Consider the following code (a result of reducing to minimal code reproducing the bug) (see attachment, the forum seem to have some problem with codeboxes).

Execution results:
$ make clean; make; release/wigner
grid 4 block 128
0.321925
grid 2 block 256
0.321925
grid 1 block 512
1.000000

So, for blocks of size 256 and lower, result is correct, but for block size 512 it is not. And if I comment initialize(), or remove sine or cosine from calculate(), bug will disappear and results will be the same for all three block sizes.

Has anyone encountered such problem? And could anyone please try to build and run this code?

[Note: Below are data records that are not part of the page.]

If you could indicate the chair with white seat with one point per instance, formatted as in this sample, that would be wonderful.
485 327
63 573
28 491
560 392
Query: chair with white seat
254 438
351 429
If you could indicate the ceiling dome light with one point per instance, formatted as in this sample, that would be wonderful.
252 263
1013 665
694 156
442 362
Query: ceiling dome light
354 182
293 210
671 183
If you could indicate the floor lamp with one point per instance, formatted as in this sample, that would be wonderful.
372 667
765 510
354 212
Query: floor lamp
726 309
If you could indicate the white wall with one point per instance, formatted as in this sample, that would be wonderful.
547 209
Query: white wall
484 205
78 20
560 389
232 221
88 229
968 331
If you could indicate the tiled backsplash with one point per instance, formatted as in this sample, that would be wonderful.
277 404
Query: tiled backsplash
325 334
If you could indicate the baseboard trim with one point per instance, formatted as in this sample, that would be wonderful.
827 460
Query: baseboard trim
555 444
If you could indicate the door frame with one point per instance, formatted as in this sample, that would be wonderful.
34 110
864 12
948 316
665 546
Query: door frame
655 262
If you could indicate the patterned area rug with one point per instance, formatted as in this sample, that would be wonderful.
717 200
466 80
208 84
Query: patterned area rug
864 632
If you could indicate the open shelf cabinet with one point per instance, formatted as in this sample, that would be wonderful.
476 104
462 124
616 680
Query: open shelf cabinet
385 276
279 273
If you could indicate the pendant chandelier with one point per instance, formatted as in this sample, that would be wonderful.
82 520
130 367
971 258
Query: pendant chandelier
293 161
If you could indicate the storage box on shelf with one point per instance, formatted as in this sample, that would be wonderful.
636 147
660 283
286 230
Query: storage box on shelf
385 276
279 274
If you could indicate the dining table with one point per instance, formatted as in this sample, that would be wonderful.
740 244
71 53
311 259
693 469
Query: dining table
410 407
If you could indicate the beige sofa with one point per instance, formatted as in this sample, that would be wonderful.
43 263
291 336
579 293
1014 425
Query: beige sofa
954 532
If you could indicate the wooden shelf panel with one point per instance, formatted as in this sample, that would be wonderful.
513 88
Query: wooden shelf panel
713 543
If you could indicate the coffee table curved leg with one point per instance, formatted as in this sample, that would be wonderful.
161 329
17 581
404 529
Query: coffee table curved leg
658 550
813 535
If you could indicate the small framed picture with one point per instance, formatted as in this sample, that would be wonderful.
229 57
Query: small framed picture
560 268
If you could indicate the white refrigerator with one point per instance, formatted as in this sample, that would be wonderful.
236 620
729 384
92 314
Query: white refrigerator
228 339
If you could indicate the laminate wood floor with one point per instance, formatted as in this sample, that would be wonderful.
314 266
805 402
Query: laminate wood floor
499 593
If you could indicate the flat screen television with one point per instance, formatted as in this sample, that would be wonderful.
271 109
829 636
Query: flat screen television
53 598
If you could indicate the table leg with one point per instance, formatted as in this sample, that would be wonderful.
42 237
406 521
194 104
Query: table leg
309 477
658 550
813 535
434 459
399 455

I am using Cuda driver 2.3.1a, Cuda toolkit 2.3a, and SDK 2.3a
MBpro with OSX 10.6.1, reproduces on both 9400 and 9600 video cards.
wigner.cu (1.14 KB)

I tried mine and I have correct output…

grid 4 block 128

0.321925

grid 2 block 256

0.321925

grid 1 block 512

0.321925

Press any key to continue . . .

Tested on Windows 7 64bit (compiled as 64bit executable, -arch sm_10), GPU GTX 260

Do you do any error-checking? It might be that you use too many registers for a block size of 512. That would also explain the fact it works on gtx260 (it has double the amount of registers compared to your hardware)

Thanks, seems to be the case. That’s what happens, when you are being lazy and try to estimate card capabilities without consulting the profiler (

1>ptxas info	: Compiling entry function '_Z9calculatePf'

1>ptxas info	: Used 15 registers, 56+0 bytes lmem, 8+16 bytes smem, 24 bytes cmem(0), 72 bytes cmem(1)

1>ptxas info	: Compiling entry function '_Z10initializePf'

1>ptxas info	: Used 2 registers, 8+16 bytes smem, 24 bytes cmem(0)

15 registers * 512 threads = 7680. There shouldn’t be any problem over here, or? …

P.S. There seems to be a problem on the forum. I tried posting this, but with [0] instead of (0) and 3 times I ended up on the main page without my post being added…

[aol]Me too![/aol]

Tried twice to post to the forum but bounced back to main page each time. As they were my first two posts I wondered if they had been placed in a moderation queue or something. Let’s see if this one appears.

Paul

P.S. It did. Hmmm…

With the compiler limiting registers to 8 or 32, both have the same working result. i’m running Vista X64. it might be something to do with the 64bit driver but it shouldn’t, i’m also running a 9800GTX so no sm_13. :S

I:\Nvidia\CUDA\NVIDIA GPU Computing SDK\C\bin\win64\Release>test

grid 4 block 128

0.321925

grid 2 block 256

0.321925

grid 1 block 512

0.321925